Canadian range. British Columbia: along the whole coast, but also in the Interior Wet Belt of south-eastern BC.
Etymology. Named after Fred Andrus, an early Oregon conchologist and naturalist (Pilsbry 1948).
Remarks. Nekola et al. (2018) synonymized V. columbiana and V. andrusiana but used V. columbiana Sterki, 1892 for this species’ name. However, V. columbiana Sterki (1892) and Pupa columbiana Pilsbry (1898 [1897–1898]) are nomina nuda and columbiana was only made available by Pilsbry & Vanatta (1900). The earliest available name is V. andrusiana Pilsbry, 1899, which has precedence over V. columbiana Pilsbry & Vanatta, 1900.

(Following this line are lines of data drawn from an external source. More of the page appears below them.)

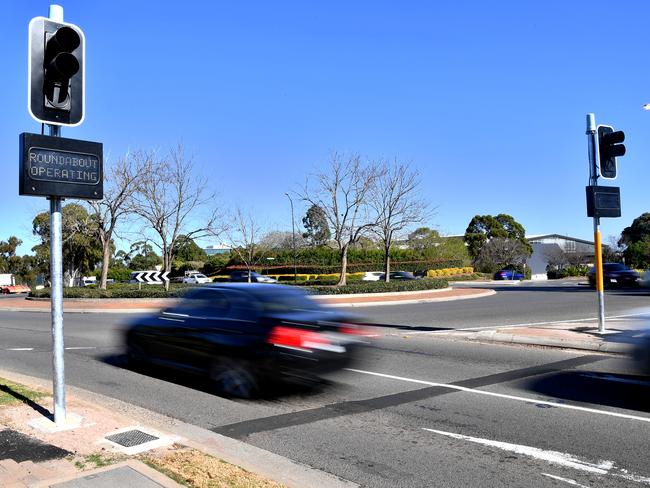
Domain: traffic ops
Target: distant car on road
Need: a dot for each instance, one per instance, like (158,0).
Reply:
(242,277)
(239,335)
(196,278)
(8,285)
(398,276)
(508,274)
(614,274)
(372,275)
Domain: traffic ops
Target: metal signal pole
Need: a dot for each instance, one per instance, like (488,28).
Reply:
(56,278)
(593,180)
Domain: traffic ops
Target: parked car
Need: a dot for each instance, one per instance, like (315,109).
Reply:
(614,274)
(196,278)
(645,280)
(242,277)
(398,275)
(8,285)
(508,274)
(240,334)
(372,275)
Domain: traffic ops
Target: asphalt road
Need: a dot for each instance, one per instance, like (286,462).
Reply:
(528,303)
(414,411)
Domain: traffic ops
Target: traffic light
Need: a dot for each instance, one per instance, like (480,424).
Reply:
(56,72)
(609,148)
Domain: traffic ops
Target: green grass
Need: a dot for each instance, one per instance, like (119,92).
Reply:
(14,394)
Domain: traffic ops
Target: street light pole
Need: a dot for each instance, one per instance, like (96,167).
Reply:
(293,240)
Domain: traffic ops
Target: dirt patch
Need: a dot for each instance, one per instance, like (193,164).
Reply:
(195,469)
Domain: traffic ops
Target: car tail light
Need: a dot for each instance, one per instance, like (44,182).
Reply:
(292,337)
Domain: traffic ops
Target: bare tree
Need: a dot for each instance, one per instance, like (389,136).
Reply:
(169,198)
(122,180)
(278,239)
(342,192)
(396,204)
(244,237)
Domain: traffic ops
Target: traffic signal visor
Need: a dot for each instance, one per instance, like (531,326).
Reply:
(56,72)
(609,148)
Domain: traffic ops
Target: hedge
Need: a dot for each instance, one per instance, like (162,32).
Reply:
(380,286)
(117,291)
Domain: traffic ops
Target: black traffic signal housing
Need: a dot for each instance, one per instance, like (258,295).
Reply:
(56,72)
(609,148)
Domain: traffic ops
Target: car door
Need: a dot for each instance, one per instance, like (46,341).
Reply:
(199,322)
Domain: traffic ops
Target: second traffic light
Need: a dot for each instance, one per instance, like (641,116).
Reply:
(609,148)
(56,72)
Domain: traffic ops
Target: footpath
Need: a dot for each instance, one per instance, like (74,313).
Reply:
(106,443)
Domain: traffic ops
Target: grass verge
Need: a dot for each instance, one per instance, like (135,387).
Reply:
(195,469)
(14,394)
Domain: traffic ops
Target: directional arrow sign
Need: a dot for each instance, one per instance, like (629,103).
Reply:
(152,277)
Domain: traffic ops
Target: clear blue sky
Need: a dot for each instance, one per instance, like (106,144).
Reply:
(487,99)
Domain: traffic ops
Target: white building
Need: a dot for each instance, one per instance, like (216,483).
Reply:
(546,245)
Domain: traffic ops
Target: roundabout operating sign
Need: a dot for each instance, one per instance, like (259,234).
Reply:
(60,167)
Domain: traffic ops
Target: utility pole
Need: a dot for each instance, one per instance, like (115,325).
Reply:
(293,241)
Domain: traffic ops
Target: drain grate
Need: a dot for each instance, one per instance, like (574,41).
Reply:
(131,438)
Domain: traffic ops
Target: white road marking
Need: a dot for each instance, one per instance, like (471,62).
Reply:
(609,377)
(508,397)
(555,457)
(532,324)
(566,480)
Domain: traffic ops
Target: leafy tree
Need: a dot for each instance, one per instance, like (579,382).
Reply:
(482,228)
(501,252)
(188,250)
(9,261)
(142,257)
(315,222)
(423,238)
(638,231)
(636,240)
(81,249)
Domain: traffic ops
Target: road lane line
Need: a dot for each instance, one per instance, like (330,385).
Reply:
(610,377)
(554,457)
(553,322)
(566,480)
(502,395)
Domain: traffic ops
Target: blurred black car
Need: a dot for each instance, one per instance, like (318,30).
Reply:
(614,274)
(397,275)
(240,334)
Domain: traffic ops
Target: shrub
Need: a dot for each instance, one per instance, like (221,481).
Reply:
(380,286)
(118,290)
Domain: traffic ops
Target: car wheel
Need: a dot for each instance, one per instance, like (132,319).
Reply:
(234,377)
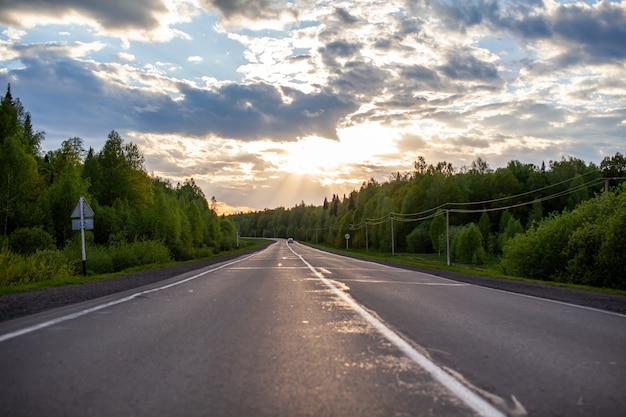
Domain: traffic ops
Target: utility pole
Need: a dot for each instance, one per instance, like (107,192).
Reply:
(393,249)
(448,235)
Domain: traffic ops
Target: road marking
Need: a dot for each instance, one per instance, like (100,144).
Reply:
(471,399)
(380,281)
(98,307)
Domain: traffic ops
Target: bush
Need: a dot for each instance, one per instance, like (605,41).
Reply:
(584,246)
(468,245)
(27,240)
(24,269)
(142,252)
(418,241)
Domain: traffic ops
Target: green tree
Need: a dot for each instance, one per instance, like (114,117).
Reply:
(468,245)
(438,232)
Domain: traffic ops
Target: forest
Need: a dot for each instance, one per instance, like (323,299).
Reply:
(139,219)
(563,222)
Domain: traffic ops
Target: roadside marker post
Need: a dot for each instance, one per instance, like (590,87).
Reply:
(82,218)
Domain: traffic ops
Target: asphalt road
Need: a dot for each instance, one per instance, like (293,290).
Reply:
(292,331)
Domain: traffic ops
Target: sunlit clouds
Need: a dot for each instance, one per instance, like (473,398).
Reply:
(268,103)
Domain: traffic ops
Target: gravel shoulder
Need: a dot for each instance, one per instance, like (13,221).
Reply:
(26,303)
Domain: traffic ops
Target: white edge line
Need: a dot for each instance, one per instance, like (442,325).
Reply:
(549,300)
(98,307)
(475,402)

In addition to the nominotypical subspecies, Pilsbry (1948) recognized V. andrusiana sanbernardinensis Pilsbry, 1919. Roth & Sadeghian (2003) continued to recognize this taxon as a subspecies, but Nekola et al. (2018) considered it to be small or immature Vertigo occidentalis Sterki, 1907. Thus, no subspecies are recognized here, as occidentalis represents another species altogether and andrusiana and columbiana ecological variants, with the andrusiana form from wetter habitats (Nekola et al. 2018).